Kelly Tiller, a professor at the university's Agricultural Policy Analysis Center and one of the program coordinators, said the aim of the project is to solve cellulosic ethanol's chicken-and-egg problem: Farmers won't grow switch grass without first finding a buyer, and investors won't build a plant without growers. She said farmers are excited about the project: One acre of switch grass is enough to produce 1,000 gallons of ethanol a year at a production cost of less than $300.
Even if farmers are willing to grow switch grass, will investors be willing to build plants to refine it? Thomas Foust, the biofuels research director for the Department of Energy's National Renewable Energy Laboratory in Colorado, says that using current technology, and assuming a 10 percent rate of return on investments, a gallon of cellulosic ethanol can be produced for between $2.10 and $2.40 a gallon—without government subsidies. By 2012, Foust expects to bring that cost down to $1.35 per gallon.

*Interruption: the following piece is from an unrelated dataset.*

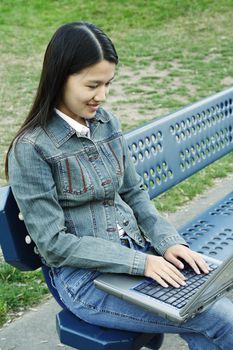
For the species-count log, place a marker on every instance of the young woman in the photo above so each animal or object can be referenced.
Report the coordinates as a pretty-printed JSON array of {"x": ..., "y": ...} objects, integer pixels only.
[{"x": 83, "y": 203}]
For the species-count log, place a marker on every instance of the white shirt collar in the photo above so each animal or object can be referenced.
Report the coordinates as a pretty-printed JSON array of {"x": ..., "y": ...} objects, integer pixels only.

The impact of cellulosic ethanol on greenhouse-gas emissions seems equally clear. Because the lignin isn't a sugar, it can't be converted to ethanol. But according to Foust, that lignin can be used to fuel the refining process, which means that cellulosic ethanol fuels its own refinement—a modern-day version of alchemy. "That's why climate change scientists are lukewarm about corn-based ethanol but pretty excited about cellulosic," said Foust, "because it'll show an 85 percent reduction in [greenhouse gases] over gasoline."

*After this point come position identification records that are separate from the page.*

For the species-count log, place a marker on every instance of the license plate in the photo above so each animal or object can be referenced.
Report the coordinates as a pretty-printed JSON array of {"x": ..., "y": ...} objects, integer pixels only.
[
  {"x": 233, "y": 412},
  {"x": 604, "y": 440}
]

The benefits of cellulosic ethanol come with a crucial caveat. In February, Timothy Searchinger, a researcher at Princeton, published a paper in Science arguing that while cellulosic ethanol reduced direct greenhouse-gas emissions, it actually increased emissions if you took into account the changes in land use that result elsewhere.
"If you were to grow switch grass on corn land in the U.S., it would result in a 50% increase in [greenhouse gases]," said Searchinger, "because when you divert an acre of corn land, most of that acre will be replaced somewhere around the world." And because farmers in other countries often produce lower yields per acre, replacing those acres overseas often means more land is needed to produce the same amount of food.
In order to reduce greenhouse-gas emissions, and also to avoid increasing the price of food, Searchinger said the biomass used for cellulosic ethanol must be grown on land that wouldn't otherwise be used to grow crops. And even that rule isn't straightforward. "If you take a hectare that's not being used for food today," Searchinger said, "it might very well be a hectare that we're going to need for food tomorrow."
Can we grow enough plant material on marginal land for cellulosic ethanol to become our next big energy solution? Maybe not. But, then, maybe that's the real lesson of the biofuels flip-flop—the need to be wary of promises of a big fix.